Born and raised in Miami, he is deeply Floridian: his grandparents moved here in 1945 and his father is “a true Florida history nerd”; that could explain why Dave loves the state so much, but he admits he didn’t always understand it. “Wherever we’re from, I think there comes a point where people wanna leave, it’s that Joseph Campbell thing where we have to leave, and some people don’t come back – but if you eventually do come back – you embrace where you’re from. I had all these ideas about what Miami was” he recalls. “But once I started reconnecting — with the people, the neighborhoods, the sound — I realized I was wrong.”
Dave Daniels was a sort of drifter for a while, reinventing himself at every place he went, a Dylanesque kind of voyager through the Deep South, playing over 100 shows annually around the US for 15 years, before returning to Miami. He then made a pact with himself:
“I needed to make a new covenant. I was beat up. I almost didn’t make it. I stepped away from music for a decade. I allowed myself to be a civilian, you know? Have a life. I went fishing a lot. I began teaching. I fell in love, bought a house. But something was missing. And the fish stopped biting, I guess.”

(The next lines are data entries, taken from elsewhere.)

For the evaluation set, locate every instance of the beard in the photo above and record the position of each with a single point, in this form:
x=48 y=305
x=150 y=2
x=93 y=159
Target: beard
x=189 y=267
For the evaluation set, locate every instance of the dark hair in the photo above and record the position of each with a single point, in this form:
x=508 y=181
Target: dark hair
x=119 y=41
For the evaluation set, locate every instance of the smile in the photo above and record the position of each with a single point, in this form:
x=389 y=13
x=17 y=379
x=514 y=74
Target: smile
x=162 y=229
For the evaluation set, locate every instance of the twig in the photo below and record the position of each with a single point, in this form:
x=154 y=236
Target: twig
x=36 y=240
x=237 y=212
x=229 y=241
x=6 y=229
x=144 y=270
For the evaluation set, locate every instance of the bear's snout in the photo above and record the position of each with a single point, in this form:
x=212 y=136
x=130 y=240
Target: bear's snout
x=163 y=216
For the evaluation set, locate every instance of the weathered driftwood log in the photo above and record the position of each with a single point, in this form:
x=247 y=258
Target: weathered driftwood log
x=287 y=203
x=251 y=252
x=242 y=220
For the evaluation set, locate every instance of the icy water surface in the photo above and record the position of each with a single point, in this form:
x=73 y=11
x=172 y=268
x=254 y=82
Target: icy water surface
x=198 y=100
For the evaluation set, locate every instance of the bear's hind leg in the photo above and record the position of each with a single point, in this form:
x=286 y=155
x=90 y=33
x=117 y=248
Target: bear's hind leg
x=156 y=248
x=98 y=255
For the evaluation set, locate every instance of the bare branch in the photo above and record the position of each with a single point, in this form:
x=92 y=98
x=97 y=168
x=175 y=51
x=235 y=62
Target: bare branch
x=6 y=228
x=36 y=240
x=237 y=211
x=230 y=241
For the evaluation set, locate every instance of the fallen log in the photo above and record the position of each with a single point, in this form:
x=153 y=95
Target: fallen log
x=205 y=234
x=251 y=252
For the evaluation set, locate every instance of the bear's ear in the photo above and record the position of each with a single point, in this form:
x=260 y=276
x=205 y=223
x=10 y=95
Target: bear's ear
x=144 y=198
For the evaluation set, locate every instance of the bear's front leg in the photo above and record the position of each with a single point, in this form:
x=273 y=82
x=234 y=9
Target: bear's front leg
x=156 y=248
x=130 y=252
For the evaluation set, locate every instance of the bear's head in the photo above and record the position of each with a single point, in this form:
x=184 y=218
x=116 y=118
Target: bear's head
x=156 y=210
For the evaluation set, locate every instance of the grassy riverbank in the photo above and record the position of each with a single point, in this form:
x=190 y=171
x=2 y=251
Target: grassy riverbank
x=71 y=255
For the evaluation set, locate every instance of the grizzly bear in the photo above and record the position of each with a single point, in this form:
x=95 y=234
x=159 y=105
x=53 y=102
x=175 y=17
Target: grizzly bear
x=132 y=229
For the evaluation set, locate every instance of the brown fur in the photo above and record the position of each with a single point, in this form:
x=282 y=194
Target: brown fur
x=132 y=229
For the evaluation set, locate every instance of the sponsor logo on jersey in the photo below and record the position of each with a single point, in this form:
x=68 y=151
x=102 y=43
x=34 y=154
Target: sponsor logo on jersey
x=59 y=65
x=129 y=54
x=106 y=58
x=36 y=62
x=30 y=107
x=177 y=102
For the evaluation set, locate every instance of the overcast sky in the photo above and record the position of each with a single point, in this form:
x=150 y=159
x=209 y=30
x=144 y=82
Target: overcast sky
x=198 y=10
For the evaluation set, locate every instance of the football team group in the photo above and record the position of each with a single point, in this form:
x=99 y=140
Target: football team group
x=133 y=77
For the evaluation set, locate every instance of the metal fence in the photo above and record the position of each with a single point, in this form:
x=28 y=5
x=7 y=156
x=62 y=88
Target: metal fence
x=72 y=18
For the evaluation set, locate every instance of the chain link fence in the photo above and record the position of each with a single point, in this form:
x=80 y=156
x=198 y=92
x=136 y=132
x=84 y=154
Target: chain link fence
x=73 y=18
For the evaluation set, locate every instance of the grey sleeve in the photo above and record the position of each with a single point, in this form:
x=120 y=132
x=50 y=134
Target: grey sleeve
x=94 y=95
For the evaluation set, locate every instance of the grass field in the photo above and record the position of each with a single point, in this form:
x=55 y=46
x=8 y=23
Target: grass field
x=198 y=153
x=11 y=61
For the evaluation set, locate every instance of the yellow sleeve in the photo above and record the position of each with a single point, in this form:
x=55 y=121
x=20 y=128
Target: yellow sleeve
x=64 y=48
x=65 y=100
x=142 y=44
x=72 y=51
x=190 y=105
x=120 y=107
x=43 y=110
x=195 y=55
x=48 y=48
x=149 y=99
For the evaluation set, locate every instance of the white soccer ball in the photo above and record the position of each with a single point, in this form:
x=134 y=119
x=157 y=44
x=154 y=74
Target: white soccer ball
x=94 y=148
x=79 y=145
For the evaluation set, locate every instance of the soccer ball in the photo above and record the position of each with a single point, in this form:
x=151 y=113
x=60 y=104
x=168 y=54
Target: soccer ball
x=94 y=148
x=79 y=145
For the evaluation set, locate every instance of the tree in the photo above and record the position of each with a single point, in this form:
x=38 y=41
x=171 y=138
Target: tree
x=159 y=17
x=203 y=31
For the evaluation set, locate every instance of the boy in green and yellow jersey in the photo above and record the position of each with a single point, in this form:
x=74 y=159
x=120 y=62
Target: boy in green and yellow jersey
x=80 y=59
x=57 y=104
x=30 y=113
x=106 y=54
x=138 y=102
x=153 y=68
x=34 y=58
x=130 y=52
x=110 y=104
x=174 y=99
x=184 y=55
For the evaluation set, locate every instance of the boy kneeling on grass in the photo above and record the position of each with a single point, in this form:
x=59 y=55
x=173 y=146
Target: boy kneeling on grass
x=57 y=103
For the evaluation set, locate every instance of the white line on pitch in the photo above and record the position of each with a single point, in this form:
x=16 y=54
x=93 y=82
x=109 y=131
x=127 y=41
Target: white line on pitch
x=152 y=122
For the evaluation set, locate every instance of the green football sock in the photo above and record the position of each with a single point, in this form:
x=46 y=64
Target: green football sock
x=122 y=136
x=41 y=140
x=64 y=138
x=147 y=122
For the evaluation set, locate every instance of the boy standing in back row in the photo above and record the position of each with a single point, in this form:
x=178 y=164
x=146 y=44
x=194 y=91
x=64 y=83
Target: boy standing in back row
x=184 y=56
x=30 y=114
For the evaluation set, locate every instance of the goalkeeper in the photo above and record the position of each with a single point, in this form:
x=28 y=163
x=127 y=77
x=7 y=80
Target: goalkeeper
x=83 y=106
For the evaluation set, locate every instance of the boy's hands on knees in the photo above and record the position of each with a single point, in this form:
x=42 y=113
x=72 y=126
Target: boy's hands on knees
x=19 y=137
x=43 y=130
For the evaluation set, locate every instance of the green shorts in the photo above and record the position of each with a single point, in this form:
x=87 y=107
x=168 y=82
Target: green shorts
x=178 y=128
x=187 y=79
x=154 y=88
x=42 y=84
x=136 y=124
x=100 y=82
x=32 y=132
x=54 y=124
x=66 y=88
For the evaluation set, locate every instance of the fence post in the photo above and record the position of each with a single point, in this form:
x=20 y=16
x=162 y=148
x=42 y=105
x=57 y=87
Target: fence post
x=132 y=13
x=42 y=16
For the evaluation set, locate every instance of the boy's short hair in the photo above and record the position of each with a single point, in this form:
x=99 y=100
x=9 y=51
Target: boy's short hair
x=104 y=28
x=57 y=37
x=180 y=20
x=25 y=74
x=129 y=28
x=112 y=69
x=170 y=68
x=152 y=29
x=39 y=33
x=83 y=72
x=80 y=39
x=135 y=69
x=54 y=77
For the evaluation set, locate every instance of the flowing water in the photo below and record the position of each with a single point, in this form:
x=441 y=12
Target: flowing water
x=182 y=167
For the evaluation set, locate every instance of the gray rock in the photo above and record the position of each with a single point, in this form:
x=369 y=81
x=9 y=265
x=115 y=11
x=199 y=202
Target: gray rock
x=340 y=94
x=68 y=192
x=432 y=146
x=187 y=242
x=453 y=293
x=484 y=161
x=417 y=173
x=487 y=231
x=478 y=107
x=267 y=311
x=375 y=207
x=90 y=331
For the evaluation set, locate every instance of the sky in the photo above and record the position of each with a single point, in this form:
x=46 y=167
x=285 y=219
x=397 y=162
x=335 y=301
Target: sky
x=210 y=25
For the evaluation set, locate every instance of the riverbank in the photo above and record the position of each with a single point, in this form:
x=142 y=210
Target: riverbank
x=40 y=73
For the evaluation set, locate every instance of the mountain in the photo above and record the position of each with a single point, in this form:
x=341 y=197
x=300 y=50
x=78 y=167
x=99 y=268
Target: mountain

His new album The Cost of Living is a rock, folk and pop meditation on renewal and the cost (and gains) of starting over, personally, geographically, financially, romantically. “I didn’t know what to do with my life by the time the pandemic was over. My personal life – and the world itself – had been totally shaken and shifted. I needed the music again – just to connect with people,” Dave says. “To make sense of who I was, really.”
Since 2021, Daniels has reemerged as a recording artist, performer and podcaster. “I started livestreaming in the pandemic. Imagine that! The kid that wanted to be Bob Dylan – playing coffeeshops, barn dances, the side of the road, wherever – livestreaming – but it turned out to be a healthy way to connect & to give back to the music community that helped raise me.” Daniels now hosts an international songwriter’s round every Tuesday night on Volume.com.
His need to write again has recently shaped a new song “Mayaimi,” which is the historical name of Lake Okeechobee meaning big water– and is part of his upcoming album. The track — recorded with a string quartet – will be released on Christmas Day and is a tribute to Miami’s history and the 100-year anniversary of the Freedom Tower. It is a song that reflects on the story of the major migration waves that have shaped the city: post–World War II arrivals, Cubans seeking political asylum, and the influx of new residents after the pandemic.
“Miami’s always changing,” he says. “That’s what makes it beautiful. Every person is part of the Miami story. All of us.”
Dave’s upcoming album, The Cost of Living, opens with four powerful singles. The first, “Willy,” arrives October 31, with an exclusive music video premiere shared alongside this article. Then comes “Some Light” on November 21, “Mayaimi” on Dec. 25th, and “Cost of Living” Jan 30th— the luminous closing to side one of the album that pays homage to both the city that raised him and the one he continues to rediscover.
Like Miami itself, Dave’s music is alive — layered, emotional, and always evolving.